Feds to limit water pollution enforcement where states have taken action
The federal government will not pursue civil enforcement actions in Clean Water Act (CWA) matters where states have already taken action, according to a new Justice Department memo.
“Civil enforcement actions seeking penalties under the CWA will henceforth be strongly disfavored if a State has already initiated or concluded its own civil or administrative proceeding for penalties under an analogous state law arising from the same operative facts,” says the internal memo from Assistant Attorney General Jeffrey Bossert Clark.
Now, federal lawyers will only be able to pursue civil enforcement actions in such cases with Clark’s “prior written approval.”
Clark wrote in the Monday memo that this will be done to avoid “piling on” and to ensure that federalism and due process are respected.
The policy does not apply to criminal cases.

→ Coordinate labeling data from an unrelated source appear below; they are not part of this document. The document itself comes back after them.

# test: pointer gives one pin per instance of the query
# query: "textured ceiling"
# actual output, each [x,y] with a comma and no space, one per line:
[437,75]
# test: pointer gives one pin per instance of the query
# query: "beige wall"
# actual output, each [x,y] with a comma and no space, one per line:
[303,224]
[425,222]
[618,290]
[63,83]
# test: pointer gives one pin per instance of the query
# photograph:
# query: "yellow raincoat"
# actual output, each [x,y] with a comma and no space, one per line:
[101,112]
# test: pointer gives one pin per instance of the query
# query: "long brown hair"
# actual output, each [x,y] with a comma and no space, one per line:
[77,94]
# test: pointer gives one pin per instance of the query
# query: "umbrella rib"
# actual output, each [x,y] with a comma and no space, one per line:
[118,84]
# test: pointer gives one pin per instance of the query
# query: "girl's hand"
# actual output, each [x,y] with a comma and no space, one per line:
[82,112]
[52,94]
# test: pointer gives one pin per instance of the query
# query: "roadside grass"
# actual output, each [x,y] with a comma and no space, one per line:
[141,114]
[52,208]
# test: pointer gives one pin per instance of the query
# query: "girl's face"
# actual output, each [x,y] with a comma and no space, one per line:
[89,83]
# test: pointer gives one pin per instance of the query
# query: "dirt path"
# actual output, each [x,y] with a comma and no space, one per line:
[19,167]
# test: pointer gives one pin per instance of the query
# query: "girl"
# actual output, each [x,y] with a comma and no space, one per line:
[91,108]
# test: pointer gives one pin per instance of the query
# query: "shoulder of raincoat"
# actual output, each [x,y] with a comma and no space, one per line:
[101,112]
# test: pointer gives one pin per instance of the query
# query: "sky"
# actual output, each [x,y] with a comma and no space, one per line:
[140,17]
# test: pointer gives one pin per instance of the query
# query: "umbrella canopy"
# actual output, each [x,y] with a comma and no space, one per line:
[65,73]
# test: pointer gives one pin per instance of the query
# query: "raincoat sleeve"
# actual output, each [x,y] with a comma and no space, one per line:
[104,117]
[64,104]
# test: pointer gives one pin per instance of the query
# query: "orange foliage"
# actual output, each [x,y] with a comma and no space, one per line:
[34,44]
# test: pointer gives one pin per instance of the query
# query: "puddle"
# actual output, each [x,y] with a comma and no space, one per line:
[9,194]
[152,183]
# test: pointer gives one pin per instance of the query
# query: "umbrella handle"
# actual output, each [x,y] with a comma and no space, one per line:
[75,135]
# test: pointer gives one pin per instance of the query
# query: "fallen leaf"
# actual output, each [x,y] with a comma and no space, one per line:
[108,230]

Eric Schaeffer, who formerly served as the director of EPA’s Office of Civil Enforcement, said he fears the new policy will shield bad actors from facing greater penalties.
“None of the state agencies have the kind of penalty authority that…the Department of Justice would have if it brought a case,” said Schaeffer, who now leads the Environmental Integrity Project. “If the feds are pursuing you than your liability is greater than if the state is pursuing you.”
He also said that the policy is “unnecessary” given how few federal enforcement cases there are in the first place, saying it’s about several dozen annually.
The Monday memo was first reported by Bloomberg.
It comes amid a broader push from the Trump administration to deregulate, including an executive order signed by the president urging federal agencies to cut regulations that could hinder economic development.